O alerta ganhou repercussão internacional depois que alguns governos asiáticos reforçaram medidas de segurança sanitária em aeroportos e pontos de entrada. Entre os países que intensificaram as verificações estão Hong Kong, Malásia, Singapura, Tailândia e Vietnã, como forma de prevenção diante do histórico de gravidade do patógeno.
De acordo com a OMS, o acompanhamento dos casos ocorre em coordenação com as autoridades indianas, que possuem capacidade para conter surtos localizados.

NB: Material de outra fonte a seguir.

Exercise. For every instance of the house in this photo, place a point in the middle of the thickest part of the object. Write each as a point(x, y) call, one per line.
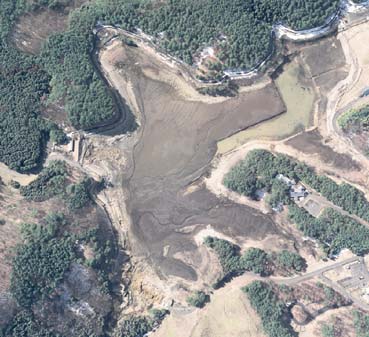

Em nota à agência Reuters, a organização afirmou que não há evidências de aumento na transmissão de pessoa para pessoa nos registros mais recentes.
Regiões com circulação do vírus
A OMS lembra que o vírus Nipah circula naturalmente em populações de morcegos em partes da Índia e do vizinho Bangladesh, o que significa que novos episódios de exposição não podem ser descartados. A origem exata das infecções recentes ainda não foi totalmente esclarecida.
Os dois profissionais de saúde infectados no fim de dezembro, no estado de Bengala Ocidental, seguem em tratamento hospitalar, segundo autoridades locais. A Índia registra casos esporádicos da doença, com maior concentração no estado de Kerala, no sul do país, onde o vírus provocou dezenas de mortes desde 2018.
Este é o sétimo surto documentado de Nipah na Índia e o terceiro em Bengala Ocidental, região que já enfrentou episódios anteriores no início dos anos 2000, especialmente em áreas próximas à fronteira com Bangladesh.
O que é o vírus Nipah
O vírus Nipah é classificado como um patógeno de alta gravidade, com taxa de mortalidade estimada entre 40% e 75%, conforme dados da OMS. A infecção pode causar febre, inflamação cerebral (encefalite) e complicações neurológicas severas, que podem evoluir rapidamente para quadros críticos.
A transmissão ocorre principalmente por contato com morcegos frugívoros, considerados os reservatórios naturais do vírus, ou pelo consumo de frutas contaminadas. Também há registros de transmissão por animais intermediários, como porcos. A disseminação entre humanos é considerada mais difícil e geralmente depende de contato próximo e prolongado com pessoas infectadas.
Atualmente, não existe tratamento específico aprovado, e as vacinas ainda estão em fase de desenvolvimento.
Patógeno prioritário para a OMS
Mesmo com a avaliação de baixo risco de disseminação internacional, a OMS mantém o vírus Nipah na lista de patógenos prioritários. A decisão se baseia na alta letalidade, na ausência de vacinas ou tratamentos licenciados e na preocupação com possíveis mutações que possam aumentar a capacidade de transmissão do vírus.
A entidade recomenda que os países mantenham protocolos de monitoramento, resposta rápida e comunicação transparente, evitando alarmismo, mas garantindo a segurança sanitária global.